J Hear Sci 2012;2(4):58-60
 
ABSTRACT
Background:
Hearing necessarily involves top-down influences on the sensory signals provided by bottom-up information from the ear. The top-down influences include elements of attention, memory, motivation, emotion, and learning, deriving from many regions of the cerebral cortex. They exert their influence via intra-cortical networks and auditory efferent pathways that extend back down the auditory system, right out to the ear. These ‘cognitive’ contributions to hearing affect sound detection, hearing-in-noise, and short- and long-term experiential modulation. Difficulty in speech perception in noisy environments (SiN) is the most common complaint that people of all ages and hearing levels make about their hearing. We review here aspects of those difficulties.

Methods:
Studies considered recruited children and older adults with normal audiograms. Tests included speech-in-noise, cognition, and remote delivery via the internet. Interventions included wireless devices and training.

Results:
For those with cochlear hearing loss, reduced sensitivity and broadened spectral and temporal processing contribute to poor speech perception in quiet and in noise. But for SiN, the nature of the noise is also important. Typically, able young adults can benefit from amplitude-modulated noise as it enables them to listen into the dips of the noise. They also benefit from a spatial separation between the target speech and the noise. However, those with reduced cognitive capabilities, notably children (especially those with learning difficulties), receive less benefit in these conditions.
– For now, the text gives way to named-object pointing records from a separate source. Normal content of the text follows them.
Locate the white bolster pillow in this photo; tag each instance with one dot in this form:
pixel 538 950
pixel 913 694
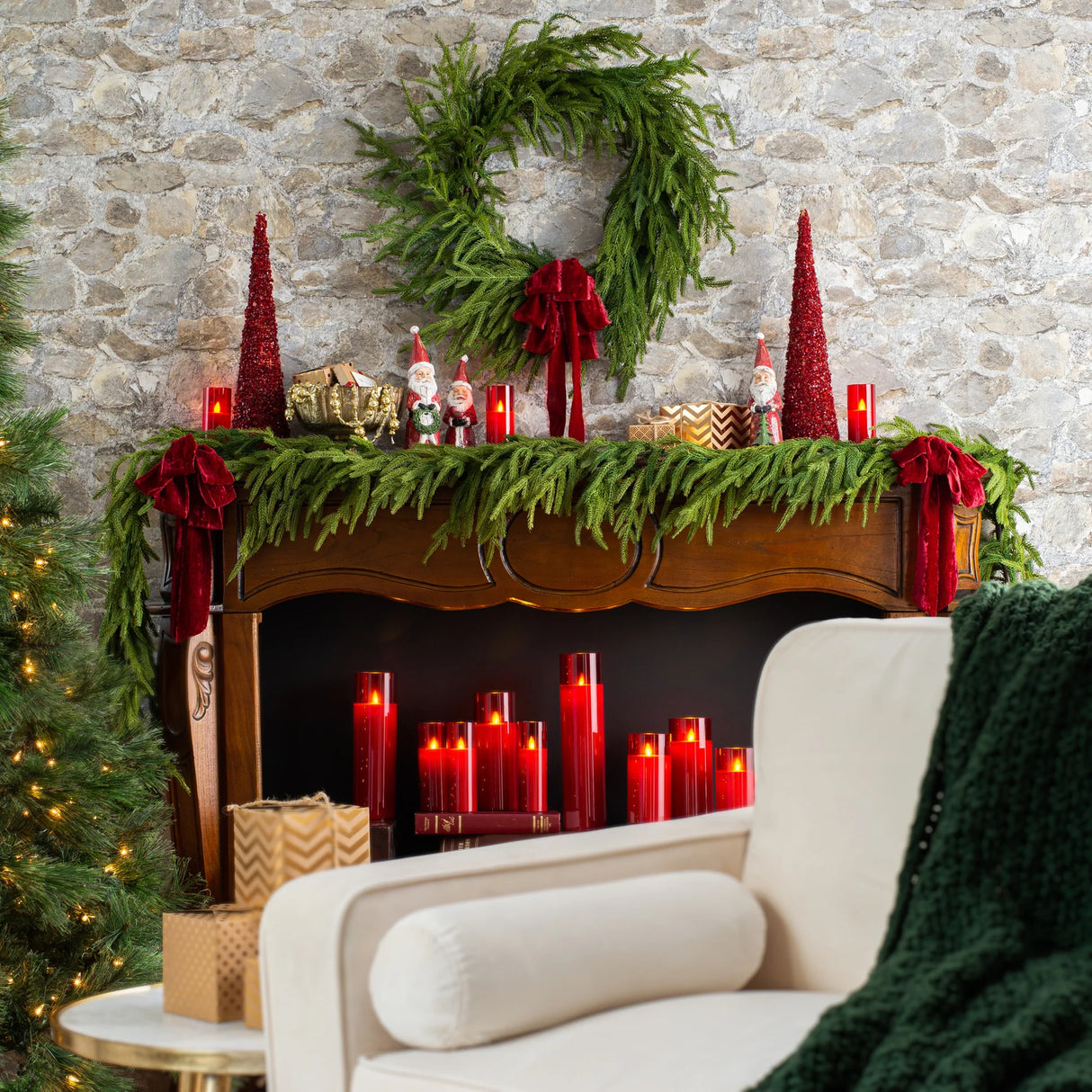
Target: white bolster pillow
pixel 473 972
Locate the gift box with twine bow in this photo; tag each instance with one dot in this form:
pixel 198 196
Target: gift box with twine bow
pixel 275 841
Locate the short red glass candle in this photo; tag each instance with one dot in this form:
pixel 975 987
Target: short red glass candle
pixel 499 413
pixel 692 753
pixel 735 777
pixel 430 765
pixel 583 765
pixel 648 777
pixel 861 409
pixel 216 408
pixel 495 739
pixel 460 780
pixel 532 765
pixel 375 744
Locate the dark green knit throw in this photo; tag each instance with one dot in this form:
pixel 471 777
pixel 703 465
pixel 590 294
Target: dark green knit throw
pixel 984 980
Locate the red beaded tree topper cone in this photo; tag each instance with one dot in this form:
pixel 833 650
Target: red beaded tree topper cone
pixel 259 391
pixel 375 744
pixel 583 754
pixel 810 401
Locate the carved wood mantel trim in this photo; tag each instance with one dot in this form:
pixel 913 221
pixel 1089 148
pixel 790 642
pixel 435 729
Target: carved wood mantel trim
pixel 544 568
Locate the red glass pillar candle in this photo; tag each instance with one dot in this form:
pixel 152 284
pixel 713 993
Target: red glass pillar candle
pixel 430 765
pixel 648 777
pixel 375 744
pixel 495 744
pixel 692 753
pixel 735 777
pixel 532 765
pixel 861 409
pixel 499 413
pixel 460 781
pixel 583 768
pixel 216 407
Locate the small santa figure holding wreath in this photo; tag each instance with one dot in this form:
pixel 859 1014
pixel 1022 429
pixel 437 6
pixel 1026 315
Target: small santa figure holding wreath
pixel 460 415
pixel 423 402
pixel 765 402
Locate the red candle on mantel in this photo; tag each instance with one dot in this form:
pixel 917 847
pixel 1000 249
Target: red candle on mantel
pixel 735 777
pixel 430 765
pixel 583 766
pixel 499 413
pixel 216 407
pixel 692 765
pixel 648 777
pixel 460 780
pixel 495 743
pixel 375 744
pixel 532 765
pixel 861 409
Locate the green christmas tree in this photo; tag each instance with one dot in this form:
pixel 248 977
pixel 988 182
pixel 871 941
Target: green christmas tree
pixel 85 866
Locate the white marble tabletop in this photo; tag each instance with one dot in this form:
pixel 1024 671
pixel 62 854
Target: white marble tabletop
pixel 129 1027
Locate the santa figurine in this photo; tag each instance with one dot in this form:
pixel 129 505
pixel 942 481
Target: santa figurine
pixel 460 415
pixel 423 402
pixel 765 402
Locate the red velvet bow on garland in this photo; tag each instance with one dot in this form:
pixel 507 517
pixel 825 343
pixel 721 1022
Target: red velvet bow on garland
pixel 948 476
pixel 192 483
pixel 564 310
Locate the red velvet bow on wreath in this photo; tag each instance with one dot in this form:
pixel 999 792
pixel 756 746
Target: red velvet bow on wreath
pixel 192 483
pixel 564 311
pixel 948 476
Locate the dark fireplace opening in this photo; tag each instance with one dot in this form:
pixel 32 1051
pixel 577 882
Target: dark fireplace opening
pixel 656 664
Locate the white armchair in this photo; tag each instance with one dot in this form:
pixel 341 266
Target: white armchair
pixel 843 721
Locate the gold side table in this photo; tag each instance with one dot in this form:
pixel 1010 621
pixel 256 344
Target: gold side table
pixel 129 1027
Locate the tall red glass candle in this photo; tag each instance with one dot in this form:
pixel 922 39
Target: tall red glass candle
pixel 583 766
pixel 861 411
pixel 692 751
pixel 499 413
pixel 375 744
pixel 430 765
pixel 648 777
pixel 495 743
pixel 532 765
pixel 216 407
pixel 460 781
pixel 735 777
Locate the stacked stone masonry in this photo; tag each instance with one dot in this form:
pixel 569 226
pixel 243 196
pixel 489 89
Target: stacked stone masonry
pixel 944 148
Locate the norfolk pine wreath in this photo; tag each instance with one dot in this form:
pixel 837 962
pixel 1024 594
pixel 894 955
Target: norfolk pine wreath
pixel 447 226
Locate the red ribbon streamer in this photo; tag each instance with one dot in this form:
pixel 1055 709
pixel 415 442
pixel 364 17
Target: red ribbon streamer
pixel 192 483
pixel 948 478
pixel 564 311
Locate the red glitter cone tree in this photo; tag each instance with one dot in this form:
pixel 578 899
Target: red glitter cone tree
pixel 259 391
pixel 810 402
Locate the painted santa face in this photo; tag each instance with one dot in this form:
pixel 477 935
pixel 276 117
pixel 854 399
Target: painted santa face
pixel 460 397
pixel 423 381
pixel 764 386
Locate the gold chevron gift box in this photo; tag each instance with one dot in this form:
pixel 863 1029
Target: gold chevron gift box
pixel 204 957
pixel 275 841
pixel 716 425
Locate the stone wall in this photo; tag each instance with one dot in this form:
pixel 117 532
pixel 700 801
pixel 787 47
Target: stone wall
pixel 943 148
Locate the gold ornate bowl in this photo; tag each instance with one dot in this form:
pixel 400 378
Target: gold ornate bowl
pixel 346 411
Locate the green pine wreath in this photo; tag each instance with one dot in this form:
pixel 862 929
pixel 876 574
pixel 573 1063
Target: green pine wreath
pixel 447 226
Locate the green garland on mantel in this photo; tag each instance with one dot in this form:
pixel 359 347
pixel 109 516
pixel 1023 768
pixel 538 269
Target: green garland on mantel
pixel 603 485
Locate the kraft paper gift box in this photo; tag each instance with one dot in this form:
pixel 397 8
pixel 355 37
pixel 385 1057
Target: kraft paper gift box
pixel 715 425
pixel 275 841
pixel 204 953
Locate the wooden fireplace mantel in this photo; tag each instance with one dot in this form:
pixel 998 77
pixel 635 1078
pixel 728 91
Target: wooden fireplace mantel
pixel 209 685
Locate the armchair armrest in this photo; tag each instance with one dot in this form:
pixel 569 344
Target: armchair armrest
pixel 319 933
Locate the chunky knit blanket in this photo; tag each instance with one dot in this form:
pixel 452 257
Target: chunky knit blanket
pixel 984 980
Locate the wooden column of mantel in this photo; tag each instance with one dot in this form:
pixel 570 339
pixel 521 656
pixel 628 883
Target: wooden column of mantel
pixel 210 685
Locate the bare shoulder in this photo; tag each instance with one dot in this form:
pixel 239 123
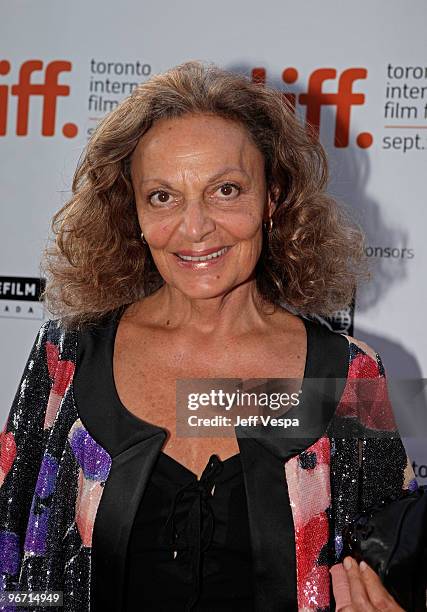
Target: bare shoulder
pixel 363 346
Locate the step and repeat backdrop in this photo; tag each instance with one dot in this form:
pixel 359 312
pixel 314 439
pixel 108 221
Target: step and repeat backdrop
pixel 357 72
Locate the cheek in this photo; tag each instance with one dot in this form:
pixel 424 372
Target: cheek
pixel 158 234
pixel 244 226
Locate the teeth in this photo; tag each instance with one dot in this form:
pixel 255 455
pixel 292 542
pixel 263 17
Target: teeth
pixel 205 257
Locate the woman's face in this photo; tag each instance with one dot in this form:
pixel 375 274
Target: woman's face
pixel 200 186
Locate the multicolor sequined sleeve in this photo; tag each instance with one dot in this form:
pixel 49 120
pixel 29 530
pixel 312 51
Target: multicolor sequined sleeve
pixel 21 449
pixel 369 463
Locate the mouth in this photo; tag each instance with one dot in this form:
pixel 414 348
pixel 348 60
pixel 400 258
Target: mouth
pixel 209 257
pixel 202 261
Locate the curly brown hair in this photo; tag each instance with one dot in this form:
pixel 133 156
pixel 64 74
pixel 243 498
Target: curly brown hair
pixel 312 259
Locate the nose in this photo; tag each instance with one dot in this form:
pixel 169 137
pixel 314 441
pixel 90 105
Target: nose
pixel 197 221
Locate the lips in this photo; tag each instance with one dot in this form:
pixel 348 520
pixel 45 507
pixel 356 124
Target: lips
pixel 200 253
pixel 204 258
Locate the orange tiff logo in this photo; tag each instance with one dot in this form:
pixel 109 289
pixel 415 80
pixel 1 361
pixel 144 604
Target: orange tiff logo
pixel 342 99
pixel 49 91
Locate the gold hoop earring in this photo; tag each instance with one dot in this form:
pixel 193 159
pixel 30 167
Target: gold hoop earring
pixel 271 225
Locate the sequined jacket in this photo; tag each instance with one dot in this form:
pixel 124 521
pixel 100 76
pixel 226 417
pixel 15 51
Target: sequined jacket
pixel 67 498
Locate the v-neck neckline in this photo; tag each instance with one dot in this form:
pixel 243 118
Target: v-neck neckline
pixel 113 327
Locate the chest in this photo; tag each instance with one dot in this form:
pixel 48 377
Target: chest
pixel 147 366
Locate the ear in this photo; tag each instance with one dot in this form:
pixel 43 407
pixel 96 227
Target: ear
pixel 271 204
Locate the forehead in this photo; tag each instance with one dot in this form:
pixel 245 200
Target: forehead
pixel 196 140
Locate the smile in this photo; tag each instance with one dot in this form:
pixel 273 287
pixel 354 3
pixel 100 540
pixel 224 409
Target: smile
pixel 214 255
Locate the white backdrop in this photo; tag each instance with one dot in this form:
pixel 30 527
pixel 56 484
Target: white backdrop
pixel 374 90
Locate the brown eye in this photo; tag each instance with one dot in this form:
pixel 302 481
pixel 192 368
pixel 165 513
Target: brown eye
pixel 229 189
pixel 163 197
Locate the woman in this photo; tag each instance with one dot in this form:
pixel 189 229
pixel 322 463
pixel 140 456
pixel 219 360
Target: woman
pixel 197 239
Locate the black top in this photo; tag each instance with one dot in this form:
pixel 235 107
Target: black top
pixel 135 445
pixel 189 549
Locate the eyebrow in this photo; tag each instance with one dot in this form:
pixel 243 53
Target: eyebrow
pixel 213 178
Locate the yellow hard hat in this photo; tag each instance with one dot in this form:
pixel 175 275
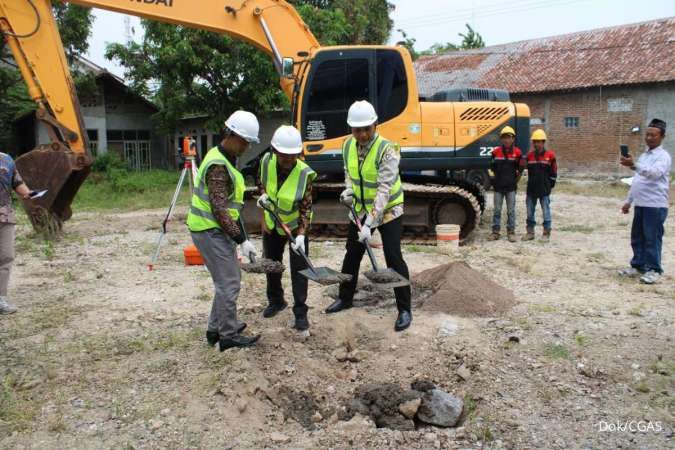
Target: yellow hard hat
pixel 538 135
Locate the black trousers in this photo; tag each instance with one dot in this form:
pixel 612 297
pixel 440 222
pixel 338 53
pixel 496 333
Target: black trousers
pixel 273 248
pixel 391 241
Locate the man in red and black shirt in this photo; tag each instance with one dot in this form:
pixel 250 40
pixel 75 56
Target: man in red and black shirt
pixel 506 167
pixel 542 172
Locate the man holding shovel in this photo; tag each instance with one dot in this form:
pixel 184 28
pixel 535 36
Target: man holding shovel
pixel 373 186
pixel 285 185
pixel 216 228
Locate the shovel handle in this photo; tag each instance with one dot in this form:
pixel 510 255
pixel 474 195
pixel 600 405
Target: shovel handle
pixel 368 249
pixel 289 236
pixel 243 231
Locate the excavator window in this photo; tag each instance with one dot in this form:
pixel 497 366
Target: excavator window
pixel 338 78
pixel 392 85
pixel 335 85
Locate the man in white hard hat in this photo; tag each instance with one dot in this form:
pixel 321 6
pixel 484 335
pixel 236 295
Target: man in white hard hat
pixel 216 228
pixel 373 186
pixel 285 185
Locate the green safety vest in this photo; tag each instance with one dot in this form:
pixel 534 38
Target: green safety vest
pixel 364 177
pixel 201 216
pixel 287 198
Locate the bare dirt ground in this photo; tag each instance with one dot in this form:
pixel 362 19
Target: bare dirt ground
pixel 105 354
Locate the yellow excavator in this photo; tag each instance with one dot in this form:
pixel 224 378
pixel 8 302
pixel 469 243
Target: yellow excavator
pixel 441 136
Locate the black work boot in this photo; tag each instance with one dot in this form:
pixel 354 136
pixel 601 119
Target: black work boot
pixel 403 320
pixel 212 337
pixel 301 323
pixel 237 340
pixel 273 308
pixel 337 306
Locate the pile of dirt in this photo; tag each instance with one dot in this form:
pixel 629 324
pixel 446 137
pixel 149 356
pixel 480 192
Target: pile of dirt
pixel 381 403
pixel 457 289
pixel 298 405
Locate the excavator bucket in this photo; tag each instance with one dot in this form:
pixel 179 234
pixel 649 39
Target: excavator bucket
pixel 61 172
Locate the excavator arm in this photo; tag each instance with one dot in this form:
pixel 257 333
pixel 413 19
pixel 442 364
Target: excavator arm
pixel 30 31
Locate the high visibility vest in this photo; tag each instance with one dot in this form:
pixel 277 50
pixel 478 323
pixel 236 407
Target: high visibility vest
pixel 201 216
pixel 288 197
pixel 364 176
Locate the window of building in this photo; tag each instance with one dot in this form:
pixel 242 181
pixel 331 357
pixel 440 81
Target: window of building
pixel 392 85
pixel 133 146
pixel 571 122
pixel 336 84
pixel 92 136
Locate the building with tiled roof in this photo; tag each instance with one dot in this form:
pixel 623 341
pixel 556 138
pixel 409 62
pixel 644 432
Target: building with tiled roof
pixel 587 90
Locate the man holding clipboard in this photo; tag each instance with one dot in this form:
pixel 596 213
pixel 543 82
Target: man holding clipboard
pixel 10 180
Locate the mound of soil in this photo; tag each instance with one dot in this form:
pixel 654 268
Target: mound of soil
pixel 459 290
pixel 381 402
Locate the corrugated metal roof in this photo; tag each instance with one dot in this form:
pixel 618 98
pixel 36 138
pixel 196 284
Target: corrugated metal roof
pixel 628 54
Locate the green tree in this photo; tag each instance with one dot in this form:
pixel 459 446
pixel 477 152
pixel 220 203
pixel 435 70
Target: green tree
pixel 187 71
pixel 470 39
pixel 74 23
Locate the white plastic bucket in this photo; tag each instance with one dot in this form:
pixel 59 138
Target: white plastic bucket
pixel 447 236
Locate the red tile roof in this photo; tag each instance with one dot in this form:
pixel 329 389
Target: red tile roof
pixel 627 54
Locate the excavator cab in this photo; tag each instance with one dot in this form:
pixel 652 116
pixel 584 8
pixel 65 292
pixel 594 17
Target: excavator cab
pixel 340 76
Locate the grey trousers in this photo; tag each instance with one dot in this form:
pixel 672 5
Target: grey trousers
pixel 6 255
pixel 220 257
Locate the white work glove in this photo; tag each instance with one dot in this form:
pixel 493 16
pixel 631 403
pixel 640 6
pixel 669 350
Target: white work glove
pixel 263 201
pixel 347 197
pixel 299 245
pixel 248 250
pixel 365 234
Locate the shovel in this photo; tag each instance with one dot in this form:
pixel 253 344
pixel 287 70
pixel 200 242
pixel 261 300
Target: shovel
pixel 259 265
pixel 322 275
pixel 384 278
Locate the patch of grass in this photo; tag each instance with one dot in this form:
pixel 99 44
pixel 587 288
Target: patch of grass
pixel 614 189
pixel 578 228
pixel 48 249
pixel 642 387
pixel 128 191
pixel 636 310
pixel 429 249
pixel 597 257
pixel 523 323
pixel 581 340
pixel 204 296
pixel 16 407
pixel 542 308
pixel 557 351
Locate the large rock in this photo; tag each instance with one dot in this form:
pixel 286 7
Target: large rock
pixel 440 408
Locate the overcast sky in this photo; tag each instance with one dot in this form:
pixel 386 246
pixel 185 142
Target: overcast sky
pixel 431 21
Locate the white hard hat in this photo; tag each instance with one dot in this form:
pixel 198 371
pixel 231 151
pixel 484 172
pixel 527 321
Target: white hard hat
pixel 245 125
pixel 361 114
pixel 287 140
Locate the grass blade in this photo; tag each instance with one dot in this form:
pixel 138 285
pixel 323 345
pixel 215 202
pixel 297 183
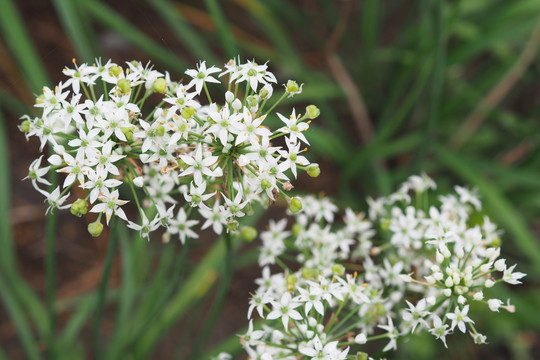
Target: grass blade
pixel 112 20
pixel 223 29
pixel 20 43
pixel 16 314
pixel 195 45
pixel 74 24
pixel 499 207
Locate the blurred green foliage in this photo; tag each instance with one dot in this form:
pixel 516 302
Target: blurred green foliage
pixel 445 87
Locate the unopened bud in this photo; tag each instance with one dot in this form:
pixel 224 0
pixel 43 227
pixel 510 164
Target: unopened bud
pixel 312 112
pixel 338 269
pixel 79 208
pixel 128 132
pixel 266 92
pixel 187 112
pixel 248 233
pixel 295 205
pixel 160 85
pixel 253 100
pixel 115 70
pixel 314 170
pixel 95 229
pixel 296 229
pixel 124 85
pixel 292 87
pixel 25 126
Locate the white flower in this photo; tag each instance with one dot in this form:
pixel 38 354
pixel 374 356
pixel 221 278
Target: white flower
pixel 198 165
pixel 181 226
pixel 284 310
pixel 511 277
pixel 459 318
pixel 293 128
pixel 494 304
pixel 110 204
pixel 202 75
pixel 439 329
pixel 215 217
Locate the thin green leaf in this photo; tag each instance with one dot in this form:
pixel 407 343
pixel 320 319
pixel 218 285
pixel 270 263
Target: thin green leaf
pixel 17 315
pixel 196 45
pixel 497 206
pixel 74 23
pixel 112 20
pixel 223 29
pixel 20 43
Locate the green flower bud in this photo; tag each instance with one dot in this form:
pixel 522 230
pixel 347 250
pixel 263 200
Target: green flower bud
pixel 361 356
pixel 338 269
pixel 312 112
pixel 496 242
pixel 264 93
pixel 115 70
pixel 128 132
pixel 25 126
pixel 385 224
pixel 380 310
pixel 124 85
pixel 79 208
pixel 253 100
pixel 187 112
pixel 308 273
pixel 95 229
pixel 160 131
pixel 248 233
pixel 291 279
pixel 295 205
pixel 265 184
pixel 232 226
pixel 314 170
pixel 296 229
pixel 160 85
pixel 292 87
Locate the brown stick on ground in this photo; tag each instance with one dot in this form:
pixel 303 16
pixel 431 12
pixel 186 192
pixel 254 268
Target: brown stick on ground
pixel 500 90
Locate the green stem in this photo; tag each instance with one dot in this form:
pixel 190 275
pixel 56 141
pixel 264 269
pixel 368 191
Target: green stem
pixel 277 103
pixel 102 290
pixel 50 276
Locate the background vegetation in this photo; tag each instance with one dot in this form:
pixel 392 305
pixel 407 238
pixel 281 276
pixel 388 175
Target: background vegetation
pixel 445 87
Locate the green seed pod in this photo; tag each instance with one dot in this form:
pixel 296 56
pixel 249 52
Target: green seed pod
pixel 232 226
pixel 25 126
pixel 128 132
pixel 308 273
pixel 338 269
pixel 160 85
pixel 292 87
pixel 124 85
pixel 115 70
pixel 296 229
pixel 79 208
pixel 380 310
pixel 295 205
pixel 312 112
pixel 291 279
pixel 496 242
pixel 314 170
pixel 160 131
pixel 253 100
pixel 248 233
pixel 95 229
pixel 187 112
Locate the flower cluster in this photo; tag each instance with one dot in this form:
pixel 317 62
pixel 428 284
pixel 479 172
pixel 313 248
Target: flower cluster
pixel 107 132
pixel 403 269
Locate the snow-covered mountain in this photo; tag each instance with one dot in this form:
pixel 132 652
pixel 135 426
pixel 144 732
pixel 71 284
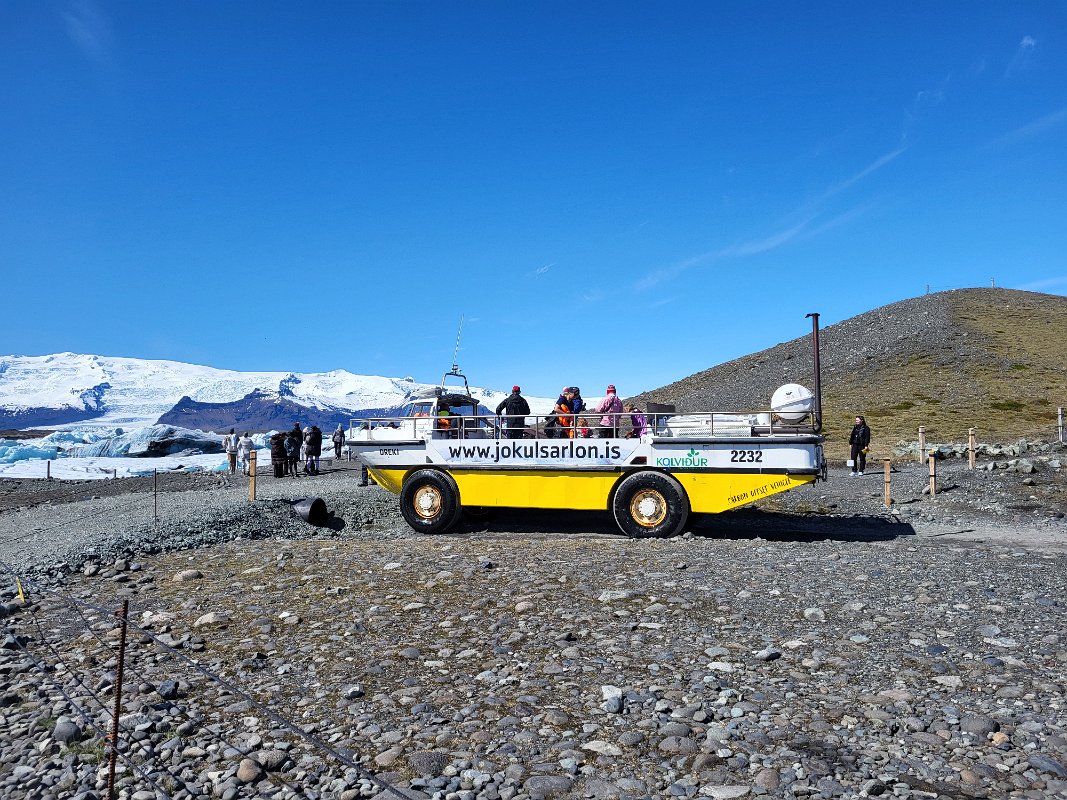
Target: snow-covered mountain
pixel 65 389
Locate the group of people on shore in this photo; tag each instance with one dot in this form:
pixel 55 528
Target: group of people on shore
pixel 238 450
pixel 567 419
pixel 288 449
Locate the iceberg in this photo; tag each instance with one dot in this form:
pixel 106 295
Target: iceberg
pixel 12 450
pixel 154 441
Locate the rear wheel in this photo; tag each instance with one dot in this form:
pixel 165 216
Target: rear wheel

Older people have a high prevalence of both cochlear hearing loss and cognitive impairment. While these problems often occur together, and may be supraadditive and causally connected, they can also occur independently. We review studies showing that those (rare) older people with normal hearing sensitivity nevertheless have impaired SiN for both modulated and unmodulated noises, but older listeners show normal benefit from listening into the energetic minima of a fluctuating noise.

Discussion:
Effective interventions to improve SiN in older people are likely to include reduction of room reverberation, instruction on viewing important sound sources, improved signal to noise (e.g. Bluetooth, FM), onset enhancement, directional microphones on hearing devices, and auditory training. Training should emphasise engagement with the target sound and is best achieved through the use of highly motivating exercises. These may involve the use of social engagement and salient signals (e.g. talk radio) that are also likely to enhance general cognitive well-being.

Conclusions:
The reviewed studies – of development of hearing in children, of SiN perception in older adults, and of intervention – emphasise the role of top-down, cognitive factors in hearing, hearing impairment, and rehabilitation.